Continuous Productive Urban Landscapes (CPULs), widely considered to be highly important urban design concepts, are popping up around the globe.
The term, coined by Andre Viljoen, refers to urban agriculture and the creation of multi-functional urban space networks within cities that desperately need food security.
An element of sustainable urban design, interlinked productive landscapes in cities are changing the way food is produced on a global scale.
Following Viljoen’s 2005 publication Continuous Productive Urban Landscapes: Designing urban agriculture for sustainable cities, the role of urban agriculture in Australia and worldwide was touted as having great potential to create resilient cities.
Viljoen says cities should be farms. Using London’s connectivity through cycle paths and walkways, he advocates networks of green space within cities that combine urban agriculture and recreation.
Viljoen’s publication discussed the inevitability of the earth running out of oil and looked at how cities could provide for inhabitants during the imminent food shortage.
CPULs can potentially change the way people live in cities and the entire layout of the landscape. They are places of leisure with social and environmental benefits, the main focus being urban agriculture.
CPULs change the landscape of food production as well as distribution and consumption patterns.
The goal of CPULs is ‘continuous’ landscapes that navigate their way through a city without interruption. This takes a great deal of planning as open usable space is already very sparse in cities and CPULs will have to compete with other urban developments.
Those involved with CPULs must use lateral thinking to find the best way to gain land through reclaimed space and brownfield sites, for example. Obtaining a large square of usable urban space is unrealistic, so any land can hold potential including small patches of land, alongside roadways, or even vertical spaces.
Almost every community garden or green space creates social cohesion. CPULs can help to increase the quality of life for those involved and encourage urban regeneration, self-reliance and social inclusion.
Small-Scale CPULs in Action
What Viljoen envisioned in a CPUL city has yet to exist on the scale he imagined but several smaller, individual CPULs have been created. The obsession with organic food and vegetable boxes are evident throughout most cities, proving the guerilla gardening movement a success.
Melbourne has several urban agriculture practices and community food projects running in an effort to create a fair and sustainable food system. Most capital cities and small towns across the country engage in some form of community agriculture with Australian City Farms and Community Gardens Network linking gardeners around the country.
Vancouver, Canada, recently opened the largest urban orchard in North America. Located on the site of a former petrol station, the land was leased by the city of Vancouver to the Sole Food company for $1 per year.
The orchard includes nearly 500 trees on a site that sat vacant for more than a decade due to soil contamination. The site was cleaned up and now grows apples, cherries, pears, figs, lemons and 60 varieties of herbs.
“This is a production model and is designed to produce quantities of food and employment, two of our main goals,” said company co-founder, Michael Ableman.

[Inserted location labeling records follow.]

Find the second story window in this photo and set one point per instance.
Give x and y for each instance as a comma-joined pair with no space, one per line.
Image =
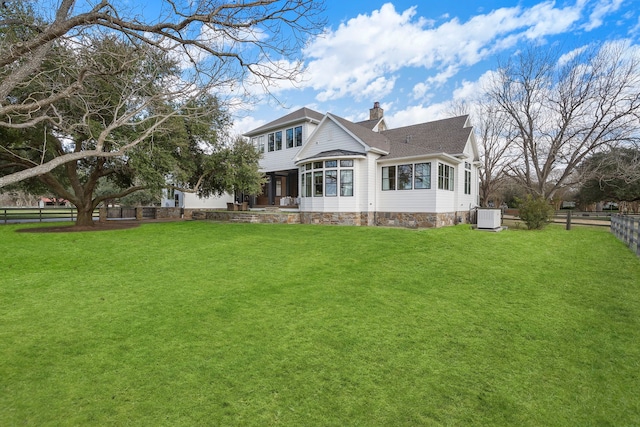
289,136
270,142
297,132
279,140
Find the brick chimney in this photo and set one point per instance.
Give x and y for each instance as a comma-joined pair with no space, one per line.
376,112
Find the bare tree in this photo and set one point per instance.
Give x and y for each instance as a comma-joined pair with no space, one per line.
565,108
221,47
494,136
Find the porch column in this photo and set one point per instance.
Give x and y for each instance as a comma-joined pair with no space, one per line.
272,188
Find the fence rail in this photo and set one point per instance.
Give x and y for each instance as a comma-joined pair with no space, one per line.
15,215
20,215
627,229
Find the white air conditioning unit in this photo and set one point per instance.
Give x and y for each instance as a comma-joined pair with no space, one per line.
489,218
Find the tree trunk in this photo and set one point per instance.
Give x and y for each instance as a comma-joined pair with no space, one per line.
85,217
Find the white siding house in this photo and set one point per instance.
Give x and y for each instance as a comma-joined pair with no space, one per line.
337,171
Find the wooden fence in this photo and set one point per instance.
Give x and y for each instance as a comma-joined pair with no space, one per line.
627,229
21,215
18,215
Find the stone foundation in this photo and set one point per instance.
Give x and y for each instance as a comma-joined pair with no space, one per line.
334,218
384,219
265,218
421,219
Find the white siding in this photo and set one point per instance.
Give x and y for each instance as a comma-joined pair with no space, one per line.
415,200
329,136
283,159
340,203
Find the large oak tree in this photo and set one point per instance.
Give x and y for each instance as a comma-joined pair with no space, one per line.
218,47
562,109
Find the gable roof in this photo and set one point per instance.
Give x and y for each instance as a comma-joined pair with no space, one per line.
369,137
303,114
441,136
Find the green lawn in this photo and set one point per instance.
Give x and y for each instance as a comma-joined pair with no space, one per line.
198,323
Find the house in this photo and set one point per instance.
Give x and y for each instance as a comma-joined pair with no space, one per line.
340,172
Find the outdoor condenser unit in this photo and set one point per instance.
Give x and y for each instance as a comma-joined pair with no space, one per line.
489,218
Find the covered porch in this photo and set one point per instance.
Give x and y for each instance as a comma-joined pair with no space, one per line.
281,189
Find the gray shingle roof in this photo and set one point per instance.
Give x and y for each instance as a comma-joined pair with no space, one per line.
334,153
369,137
296,116
441,136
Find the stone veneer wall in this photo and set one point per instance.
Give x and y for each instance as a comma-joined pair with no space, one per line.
334,218
421,219
265,218
386,219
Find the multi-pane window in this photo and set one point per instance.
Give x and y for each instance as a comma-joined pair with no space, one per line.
331,183
317,183
279,140
389,178
467,178
346,182
258,142
324,178
445,177
270,142
405,177
297,135
309,185
289,137
422,176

Sole Food runs four urban gardens in Vancouver, taking advantage of otherwise unusable space. The other three gardens focus on vegetable production; the orchard located at the corner of Terminal Avenue and Main Street is a new venture.
“A system of perennial tree crops in an urban environment is in many ways more difficult than growing vegetables. We must take advantage of vertical space. At maturity, these trees reach 15 to 25 feet high,” Ableman said.
Sole Food employs 25 people, most of whom struggle with substance abuse, mental illness and poverty. The social enterprise expects to double its food production this year, producing more than 30 tonnes of food in 2012.
When the Soviet Union collapsed, Cuba’s oil imports vanished overnight. Urban agriculture exploded when Cuban Organopónicos were introduced by the government to deal with food shortages. Cuban agriculture is now more than 80 per cent organic and Havana produces half of its vegetables from a series of community gardens, balconies and rooftops within the city.
CPULs are gaining momentum in urban design, with the benefits obvious as they continue to make their way into the design ethos of modern landscape architecture.